+---------------------------------------------------------------------------+
| Version 3.0.0                                                             |
+---------------------------------------------------------------------------+
Transparent and portable remote offloading is the major highlight in this
version. Some of the changes:

  + Support remote CPU/device offloading on clusters using MPI
  + Support task reductions
  + Refactor barrier
  + Mpinode module deprecated
  * Bug fixes and runtime performance improvements

+---------------------------------------------------------------------------+
| Version 2.7.0                                                             |
+---------------------------------------------------------------------------+

  + Support CUDA GPU devices 
  + Support Jetson Nano boards
  + Support for additional loop schedules
  + Options for reduction code generation
  + Restructured compiler transformations and code generation
  * Bug fixes and runtime performance improvements

+---------------------------------------------------------------------------+
| Version 2.5.0                                                             |
+---------------------------------------------------------------------------+
This is a major milestone, which includes many improvements as well as new 
features:

  + Support for all OpenMP 4.5 target-related device directives and runtime 
    functions; partial support for OpenMP 5.0
  + Affinity control and places conforming to OpenMP 5.1 
  + Task dependencies
  + Doacross loops
  + Re-structured runtime system
  * Bug fixes and performance improvements

+---------------------------------------------------------------------------+
| Version 2.0.0                                                             |
+---------------------------------------------------------------------------+
This version represents a major re-organization of OMPi. 
Some of the changes:

  + First public version to support OpenMP V.4.0 (target/target data/
    target update/declare target, cancellation and taskgroup constructs)
  + General infrastructure for devices.
  + Support for the Adapteva Epiphany accelerator (cf.

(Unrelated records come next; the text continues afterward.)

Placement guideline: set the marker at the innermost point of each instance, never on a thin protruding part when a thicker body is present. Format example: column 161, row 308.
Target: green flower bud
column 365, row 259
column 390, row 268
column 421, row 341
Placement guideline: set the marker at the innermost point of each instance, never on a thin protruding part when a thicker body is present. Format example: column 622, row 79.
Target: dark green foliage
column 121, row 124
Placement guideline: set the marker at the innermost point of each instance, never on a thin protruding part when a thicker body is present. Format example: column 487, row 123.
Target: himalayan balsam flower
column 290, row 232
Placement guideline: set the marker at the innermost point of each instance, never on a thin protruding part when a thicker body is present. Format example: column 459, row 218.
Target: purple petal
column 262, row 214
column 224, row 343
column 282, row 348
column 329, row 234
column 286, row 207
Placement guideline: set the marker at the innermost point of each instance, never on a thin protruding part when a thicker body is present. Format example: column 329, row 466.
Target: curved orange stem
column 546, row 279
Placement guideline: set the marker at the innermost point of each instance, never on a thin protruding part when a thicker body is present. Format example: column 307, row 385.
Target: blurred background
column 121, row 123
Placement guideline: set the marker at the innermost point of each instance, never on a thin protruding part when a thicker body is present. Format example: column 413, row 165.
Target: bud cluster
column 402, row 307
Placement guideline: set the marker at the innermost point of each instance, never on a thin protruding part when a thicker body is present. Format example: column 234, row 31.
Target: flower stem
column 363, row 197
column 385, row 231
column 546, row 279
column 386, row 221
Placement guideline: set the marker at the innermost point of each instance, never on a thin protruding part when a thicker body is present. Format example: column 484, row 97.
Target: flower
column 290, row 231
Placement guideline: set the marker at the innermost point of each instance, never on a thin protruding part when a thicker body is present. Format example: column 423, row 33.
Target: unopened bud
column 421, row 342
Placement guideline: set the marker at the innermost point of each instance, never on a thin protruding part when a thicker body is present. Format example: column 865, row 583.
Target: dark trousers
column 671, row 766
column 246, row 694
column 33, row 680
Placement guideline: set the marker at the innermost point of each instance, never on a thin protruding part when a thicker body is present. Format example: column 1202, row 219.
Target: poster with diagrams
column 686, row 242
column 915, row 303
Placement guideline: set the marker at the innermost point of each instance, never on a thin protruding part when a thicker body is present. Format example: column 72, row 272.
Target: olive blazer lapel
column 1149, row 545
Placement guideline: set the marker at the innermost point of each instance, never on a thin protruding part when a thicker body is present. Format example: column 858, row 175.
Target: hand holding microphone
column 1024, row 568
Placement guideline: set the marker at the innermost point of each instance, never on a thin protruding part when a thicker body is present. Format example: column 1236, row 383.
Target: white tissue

Parallella boards).
  + Re-designed compiler outlining
  + Updated documentation.
  * Completely reorganized runtime and compiler trees.
  * Bug fixes
  
+---------------------------------------------------------------------------+
| Version 1.2.3                                                             |
+---------------------------------------------------------------------------+

  + Final release for OpenMP V.3.x; the next release will support 
    OpenMP V.4.0 constructs.
  + Due to requests, the process library (ee_process) has been added
    which utilizes heavyweight processes instead of threads and SysV-style
    shared memory. It has a number of limitations, though (see BUGS).
  * Various improvements especially in tasking
  * Bug fixes
  
+---------------------------------------------------------------------------+
| Version 1.2.2                                                             |
+---------------------------------------------------------------------------+

  + Support for most parts of OpenMP v3.1 (final, mergeable, min, max,
    omp_in_final(), OMP_NUM_THREADS)
  + Some new OMPi-specific extensions (see our HOMPI paper), disabled
    by default.
  * Improvements in tasking
  * Experimental tasking implementation in psthr.
  * Bug fixes
  
+---------------------------------------------------------------------------+
| Version 1.2.0                                                             |
+---------------------------------------------------------------------------+

  - Dropped some runtime libraries from distribution tarball (pthreads1,
    solthr, solthr1, marcel); support still provided for them on request.
  + Full OpenMP 3.0 support (including the "collapse" clause)
  * Improved runtime (tasks)
  * Fully compliant threadprivate handling
  * Bug fixes
    
+---------------------------------------------------------------------------+
| Version 1.1.0                                                             |
+---------------------------------------------------------------------------+
Again, a lot of changes. Some of them:

  + OpenMP 3.0 (except the "collapse" clause)
  + Tasks
  + Default pthreads library now offers unlimited (but not optimized)
    nested parallelism. Psthr should be preferred for deep nesting
    levels and/or large numbers of threads.
  + OMPi extensions built in, but disabled by default

+---------------------------------------------------------------------------+
| Version 1.0.0                                                             |
+---------------------------------------------------------------------------+
Too many changes. Indeed, too many changes to mention.
For the casual programmer, things should seem (almost) unchanged. 
For the hacker, there are important changes; the doc/ directory 
must be consulted.

  + Brand new translator
  + Full OpenMP 2.5 compatibility
  + Full support for nested parallelism available
  + OMPi now supports threads, processes and mixtures of processes and threads
  - Dropped support for POMP
  * Changed the runtime structure a bit (see doc/runtime.txt) and
    the directory structure in lib/

+---------------------------------------------------------------------------+
| Version 0.9.1f (Aug 2007)                                                 |
+---------------------------------------------------------------------------+
All old threadprivate code removed; new & better code used now everywhere.
  ( ort_get_thrpriv() is the one and only relevant function in ort.c )
ort_destroy_team() abolished; code subsumed by ort_create_team(), 
  which was renamed to ort_execute_parallel().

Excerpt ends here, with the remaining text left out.